Few born before this century doesn't know a sweet little girl who sang "What a Beautiful Jasmine Flower" at Beijing 2008 Olympics Preview in Athens?

Nine years later, Zhang Miaoke has grown up and become a 14-year old happy young lady. One day Miaoke visited a restaurant and ordered hand-pulled noodle dish. Amazed by the remarkable noodle-pulling art, she asked the noodle-maker to teach her some tricks. Later, she posted her noodle-pulling photo on weibo, yet this light-hearted post attracted a large quantity of verbal abuse and sexual harassment from some sexually depressed and mentally distorted male cyber users.

She was very upset and plead the administration of the social network to do something for a healthier online environment.

She received no response from the administration but a harsh scold from a middle-aged male cyber user called Kai-fu Lee who labeled the young lady as a dictator trying to suppress the "freedom of expression".

Lee used to be a Taiwan-born-American (his current nationality is unknown), once headed Microsoft China and Google China and presently lives in Beijing and operates a dodge IT company (we say "dodge" because a lot of people have raised a lot of questions about the true nature of his business).

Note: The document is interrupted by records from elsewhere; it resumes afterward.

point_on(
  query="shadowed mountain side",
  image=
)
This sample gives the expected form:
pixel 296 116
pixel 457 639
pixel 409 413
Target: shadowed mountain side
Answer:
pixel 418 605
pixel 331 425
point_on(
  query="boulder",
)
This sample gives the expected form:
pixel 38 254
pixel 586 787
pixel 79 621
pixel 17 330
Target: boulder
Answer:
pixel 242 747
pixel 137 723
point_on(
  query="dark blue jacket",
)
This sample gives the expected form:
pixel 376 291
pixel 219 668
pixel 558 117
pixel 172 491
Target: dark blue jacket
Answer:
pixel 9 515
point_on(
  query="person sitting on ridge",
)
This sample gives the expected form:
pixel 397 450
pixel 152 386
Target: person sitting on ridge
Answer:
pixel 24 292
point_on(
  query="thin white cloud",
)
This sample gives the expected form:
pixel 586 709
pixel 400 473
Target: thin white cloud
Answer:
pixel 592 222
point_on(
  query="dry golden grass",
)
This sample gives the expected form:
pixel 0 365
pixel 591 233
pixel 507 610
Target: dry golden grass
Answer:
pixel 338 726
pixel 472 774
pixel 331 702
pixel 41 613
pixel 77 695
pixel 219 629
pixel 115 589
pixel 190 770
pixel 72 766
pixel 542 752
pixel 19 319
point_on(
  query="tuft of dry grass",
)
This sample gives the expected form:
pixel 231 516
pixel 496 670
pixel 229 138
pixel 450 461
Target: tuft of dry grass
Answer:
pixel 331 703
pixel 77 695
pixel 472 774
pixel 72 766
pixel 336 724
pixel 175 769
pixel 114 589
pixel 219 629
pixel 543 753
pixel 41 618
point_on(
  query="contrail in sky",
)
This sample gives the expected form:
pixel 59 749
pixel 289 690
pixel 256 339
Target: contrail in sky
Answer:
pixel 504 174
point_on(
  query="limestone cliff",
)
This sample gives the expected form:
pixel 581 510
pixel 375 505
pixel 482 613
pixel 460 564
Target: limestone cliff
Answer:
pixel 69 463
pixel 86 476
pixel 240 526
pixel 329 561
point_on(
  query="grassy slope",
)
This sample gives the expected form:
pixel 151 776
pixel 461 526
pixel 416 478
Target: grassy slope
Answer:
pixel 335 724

In fact, Kai-fu Lee has always been a controversial figure in China. When he jumped from Microsoft to Google, he was accused by his former employer of failing to fulfil the contract; when he published his autobiography, he was accused by some well-informed fellows of fabricating his academic credentials and personal stories. When grilled by the public, he was forced to admit that he was not an associated professor at the age of 26 and he was never studied with US President Barack Obama at the college as he claimed in his book.

Supposedly to betray and to lie have already become his second nature therefore Kai-fu Lee can be extremely flexible with truth and feels no trouble at twisting the concept of "freedom of expression" into something that could be loosely interpreted as "freedom of cyber bullying and sexually harassment and child molestation."C


Zhang Miaoke in traditional Chinese dress

A news for Kai-fu Lee, former chief of Microsoft China and Google China: Cyber bullying and underage sexual harassment could face jail time

China's cyber community strongly condemns Kai-fu Lee's shameless defence of online sexual assessment against 14-year old Lin Miaoke. We can hardly understand what's in Lee's dirty mind, since he also has two young daughters himself.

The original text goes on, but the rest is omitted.